Defining Behavioral Contracts
- Structural contracts: Output must be valid JSON. Response must contain sections [introduction, analysis, recommendation]. Tool must be called before response is generated.
- Positive content contracts: Response must mention the customer's name. Answer must include a date. Recommendation must reference the user's stated constraint.
- Negative content contracts: Response must not mention competitors. Output must not contain PII. Answer must not contradict the data in the tool result.
- Behavioral sequence contracts: Agent must call search before summarize. Agent must not call delete without prior confirmation. Agent must complete all sub-tasks before final report.
- Quantitative contracts: Response must be between 50 and 500 words. Agent must not make more than 5 tool calls per task. Latency must be under 10 seconds.
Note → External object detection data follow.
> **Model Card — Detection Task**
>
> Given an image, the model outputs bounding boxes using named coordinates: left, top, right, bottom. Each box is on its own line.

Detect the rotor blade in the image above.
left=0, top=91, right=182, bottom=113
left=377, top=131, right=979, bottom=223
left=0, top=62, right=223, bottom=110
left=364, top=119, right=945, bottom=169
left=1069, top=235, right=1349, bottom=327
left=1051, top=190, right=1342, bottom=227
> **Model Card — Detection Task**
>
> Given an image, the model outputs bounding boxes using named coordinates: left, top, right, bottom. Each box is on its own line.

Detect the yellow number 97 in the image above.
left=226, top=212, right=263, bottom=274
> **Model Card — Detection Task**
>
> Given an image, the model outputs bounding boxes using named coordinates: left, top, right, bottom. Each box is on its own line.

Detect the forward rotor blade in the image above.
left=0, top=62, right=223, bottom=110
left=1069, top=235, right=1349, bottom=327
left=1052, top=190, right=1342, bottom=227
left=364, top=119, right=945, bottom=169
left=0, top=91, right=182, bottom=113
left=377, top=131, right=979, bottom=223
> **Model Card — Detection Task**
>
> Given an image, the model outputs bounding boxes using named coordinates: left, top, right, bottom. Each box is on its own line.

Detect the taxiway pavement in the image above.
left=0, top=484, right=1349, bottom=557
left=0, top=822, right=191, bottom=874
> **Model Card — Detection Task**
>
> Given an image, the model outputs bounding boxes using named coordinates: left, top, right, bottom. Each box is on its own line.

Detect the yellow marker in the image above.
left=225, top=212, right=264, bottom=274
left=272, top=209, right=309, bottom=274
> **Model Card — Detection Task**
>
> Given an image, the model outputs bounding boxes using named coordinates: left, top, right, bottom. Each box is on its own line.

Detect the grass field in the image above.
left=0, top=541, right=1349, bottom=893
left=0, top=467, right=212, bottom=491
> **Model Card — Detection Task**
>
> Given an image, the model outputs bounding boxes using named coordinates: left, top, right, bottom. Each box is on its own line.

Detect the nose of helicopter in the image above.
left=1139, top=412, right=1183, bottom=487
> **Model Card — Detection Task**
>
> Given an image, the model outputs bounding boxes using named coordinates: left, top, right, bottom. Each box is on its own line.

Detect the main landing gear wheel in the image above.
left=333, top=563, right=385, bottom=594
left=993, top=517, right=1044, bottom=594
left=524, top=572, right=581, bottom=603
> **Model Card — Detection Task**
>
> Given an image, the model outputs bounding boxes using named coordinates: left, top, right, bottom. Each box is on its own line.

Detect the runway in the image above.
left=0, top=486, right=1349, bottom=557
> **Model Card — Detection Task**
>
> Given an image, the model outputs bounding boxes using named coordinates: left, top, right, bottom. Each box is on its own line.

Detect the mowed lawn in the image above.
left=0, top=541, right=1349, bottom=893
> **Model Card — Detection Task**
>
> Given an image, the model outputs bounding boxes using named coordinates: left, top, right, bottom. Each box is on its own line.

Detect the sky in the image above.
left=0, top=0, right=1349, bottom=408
Test Data and Fixture Management
Agent test suites need well-managed test data: task inputs, golden outputs, tool response fixtures, and adversarial inputs. Poor test data management is one of the most common reasons agent test suites become unreliable over time.
Golden Output Management
Golden outputs should be stored in version control alongside the code. When you deliberately change agent behavior, update the golden outputs as part of the same PR. This makes behavioral changes visible in code review. Commit semantically meaningful golden outputs, not arbitrary responses, but responses that represent the ideal answer to the test task.
Tool Response Fixtures
For tests that use mock tools, capture and store real tool responses as fixtures. When the real tool returns a new response shape (due to an API update), update the fixtures. This keeps mock behavior aligned with reality. Tag fixtures with the date they were captured and refresh them quarterly or when the tool API updates.
Task Bank Construction
Build your task bank from three sources: representative production tasks (sampled and anonymized), known failure cases (tasks that caused bugs or user complaints), and hand-crafted edge cases (empty inputs, adversarial inputs, boundary conditions). A task bank with all three categories catches a much wider range of regressions than one built from only one source.
Integrating Agent Tests Into CI
Agent tests have different CI requirements than conventional tests. LLM calls are slow and expensive; you can't run your full eval suite on every commit. Structure your CI pipeline in tiers that match speed and cost to the gate.
CI Test Tiers
- Pre-commit (< 5 seconds): Unit tests only, no LLM calls. Schema validation, prompt rendering, parser tests. Run on every commit push.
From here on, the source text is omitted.